Table 7: Detailed dataset descriptions. Dim refers to the number of variates present within each dataset.Dataset Size is indicative of the overall count of time points that are categorized into three segments: training, validation, and testing. Prediction Length denotes the future time points to be predicted and four prediction settings are included in each dataset. Frequency represents the rate at which time points are sampled, essentially detailing the time interval between successive data points.

Task	Dataset	Dim	Prediction Length	Dataset Size	Frequency	Information
Low-dim	ETTh1	7	{96, 192, 336, 720}	(8545, 2881, 2881)	Hourly	Electricity
	ETTh2	7	{96, 192, 336, 720}	(8545, 2881, 2881)	Hourly	Electricity
	ETTm1	7	{96, 192, 336, 720}	(34465, 11521, 11521)	15min	Electricity
	ETTm2	7	{96, 192, 336, 720}	(34465, 11521, 11521)	15min	Electricity
	Exchange	8	{96, 192, 336, 720}	(5120, 665, 1422)	Daily	Economy
High-dim	Weather	21	{96, 192, 336, 720}	(36792, 5271, 10540)	10min	Weather
	Solar-Energy	137	{96, 192, 336, 720}	(366001, 5161, 10417)	10min	Energy
	ECL	321	{96, 192, 336, 720}	(18317, 2633, 5261)	Hourly	Electricity
	Traffic	862	{96, 192, 336, 720}	(12185, 1757, 3509)	Hourly	Transportation

B.2 Baseline Methods and Implementations

We briefly describe the selected baselines:

CARD (Wang et al. (2024)) use a patching strategy and two transformer encoders to encode cross-time and cross-variate dependencies. Latter directly mixes cross-time and cross-variate information at each model layer. In this paper, we directly utilize the model from their GitHub repository and apply the same training loss function as in the TimesNet GitHub repository to ensure fairness.

FTP (Zhou et al. (2023)) uses GPT2 to forecast time series and is implemented by their provided GitHub repository. .

iTransformer (Liu et al. (2023)) only inverts the time series and, without making any modifications to the transformer architecture, uses the Feed-Forward Network layer to capture cross-time dependency and employs the transformer to capture cross-variate dependency. In this paper, we implement it by using the TimesNet GitHub repository.

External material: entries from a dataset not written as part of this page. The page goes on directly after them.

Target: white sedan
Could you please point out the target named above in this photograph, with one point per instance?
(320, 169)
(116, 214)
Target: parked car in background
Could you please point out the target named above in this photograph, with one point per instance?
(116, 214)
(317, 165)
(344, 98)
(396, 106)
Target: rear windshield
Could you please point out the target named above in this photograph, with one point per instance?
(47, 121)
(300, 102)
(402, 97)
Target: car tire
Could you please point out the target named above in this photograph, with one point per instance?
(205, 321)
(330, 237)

RLinear (Li et al. (2023)) uses a single-layer linear model with RevIN has been added for time series forecasting. In this paper, we implement it by using the TimesNet GitHub repository.

PatchTST (Nie et al. (2022)) employs of patches and channel-independent strategy without altering the transformer architecture. In this paper, we implement it by using the TimesNet GitHub repository.

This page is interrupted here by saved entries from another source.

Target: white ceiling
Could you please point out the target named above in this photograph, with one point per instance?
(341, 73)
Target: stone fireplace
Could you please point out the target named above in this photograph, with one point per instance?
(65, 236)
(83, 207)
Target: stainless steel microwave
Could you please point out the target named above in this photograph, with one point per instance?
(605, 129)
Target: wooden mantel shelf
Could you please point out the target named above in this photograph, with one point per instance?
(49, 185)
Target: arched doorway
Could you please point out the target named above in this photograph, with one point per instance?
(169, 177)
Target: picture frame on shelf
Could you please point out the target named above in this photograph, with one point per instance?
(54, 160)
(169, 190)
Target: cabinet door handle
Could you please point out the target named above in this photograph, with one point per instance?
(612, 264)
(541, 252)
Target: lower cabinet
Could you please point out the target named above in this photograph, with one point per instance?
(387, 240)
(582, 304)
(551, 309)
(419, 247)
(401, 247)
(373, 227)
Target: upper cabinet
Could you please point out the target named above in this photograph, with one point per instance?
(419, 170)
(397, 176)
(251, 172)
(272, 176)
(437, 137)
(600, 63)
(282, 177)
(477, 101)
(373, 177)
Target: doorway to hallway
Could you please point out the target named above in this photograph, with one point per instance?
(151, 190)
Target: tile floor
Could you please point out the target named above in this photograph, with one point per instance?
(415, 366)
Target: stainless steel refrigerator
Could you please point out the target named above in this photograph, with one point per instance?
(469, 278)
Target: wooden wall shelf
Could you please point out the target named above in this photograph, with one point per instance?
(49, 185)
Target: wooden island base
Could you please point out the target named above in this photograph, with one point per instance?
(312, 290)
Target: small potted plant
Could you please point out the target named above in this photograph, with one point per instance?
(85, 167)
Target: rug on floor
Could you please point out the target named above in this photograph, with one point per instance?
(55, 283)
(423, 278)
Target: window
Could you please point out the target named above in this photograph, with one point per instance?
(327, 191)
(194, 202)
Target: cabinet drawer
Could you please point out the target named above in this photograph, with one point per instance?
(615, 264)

Crossformer (Zhang & Yan (2022)) is a Transformer-based model designed to enhance multivariate time series forecasting by leveraging cross-variate dependency. In this paper, we implement it by using the TimesNet GitHub repository.

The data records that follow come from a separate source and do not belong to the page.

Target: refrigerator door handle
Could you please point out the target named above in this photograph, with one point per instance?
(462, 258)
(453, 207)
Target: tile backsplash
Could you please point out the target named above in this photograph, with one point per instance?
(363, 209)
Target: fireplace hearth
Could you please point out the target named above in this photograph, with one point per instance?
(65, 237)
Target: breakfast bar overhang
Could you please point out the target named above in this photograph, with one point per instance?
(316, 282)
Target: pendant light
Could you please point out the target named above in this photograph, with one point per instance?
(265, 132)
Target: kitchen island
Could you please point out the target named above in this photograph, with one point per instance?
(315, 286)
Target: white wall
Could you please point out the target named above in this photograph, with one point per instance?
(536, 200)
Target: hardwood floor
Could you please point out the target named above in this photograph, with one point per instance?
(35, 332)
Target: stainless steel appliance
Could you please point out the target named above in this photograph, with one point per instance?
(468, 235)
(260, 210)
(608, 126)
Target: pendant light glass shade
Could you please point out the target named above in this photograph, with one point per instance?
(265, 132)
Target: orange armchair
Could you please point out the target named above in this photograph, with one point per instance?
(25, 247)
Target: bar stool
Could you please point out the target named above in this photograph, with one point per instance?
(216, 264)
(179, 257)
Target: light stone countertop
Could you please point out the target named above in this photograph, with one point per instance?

TiDE (Das et al. (2023)) is an MLP-based encoder-decoder architecture for long-term time-series forecasting that excels in efficiency and performance by incorporating dense MLPs for encoding past time-series data and decoding future predictions, while also managing covariates and nonlinear relationships. In this paper, we implement it by using the TimesNet GitHub repository.

TimesNet (Wu et al. (2022)) is a task-general foundation model for time series analysis that excels in capturing complex temporal variations by transforming 1D time series data into 2D tensors and utilizing a parameter-efficient inception block within its TimesBlock architecture. In this paper, we implement it by using the TimesNet GitHub repository.

DLinear (Zeng et al. (2023)) uses a single-layer linear model with The seasonal term and trend term decoupled has been added for time series forecasting. In this paper, we implement it by using the TimesNet GitHub repository.

SCINet (Liu et al. (2022a)) is a novel neural network architecture for time series modeling and forecasting that employs a hierarchical downsample-convolve-interact structure. In this paper, we implement it by using the TimesNet GitHub repository.

FEDformer (Zhou et al. (2022)) is a Transformer-based architecture that employs seasonal-trend decomposition integrated with frequency-enhanced blocks to seize cross-time dependencies for forecasting. In this paper, we implement it by using the TimesNet GitHub repository.

Stationary (Liu et al. (2022b)) is a Transformer-based model that uses De-stationary Attention mechanism to recover the intrinsic non-stationary information into temporal dependencies by approximating distinguishable attentions learned from unstationarized series. In this paper, we implement it by using the TimesNet GitHub repository.

Autoformer (Wu et al. (2021)) is a Transformer-based model that utilizes a decomposition architecture coupled with an Auto-Correlation mechanism to effectively capture cross-time dependencies, thereby enhancing forecasting capabilities. In this paper, we implement it by using the TimesNet GitHub repository.

B.3 Experiment Details

All experiments are implemented using PyTorch on a single NVIDIA A40 GPU. We optimize the model using ADAM with an initial learning rate in the set $\{10^{-3},5\times 10^{-4},10^{-4}\}$ and L2 loss. The batch size is uniformly set to $\{32-128\}$ , depending on the maximum capacity of the GPU. To ensure that all models can fit effectively, the number of training epochs is fixed at $10$ with an early stopping mechanism. By default, our SAMBA encodes both the time and variate dimensions using a single-layer SAMBA encoding, with a patch length of $16$ and a stride of $8$ .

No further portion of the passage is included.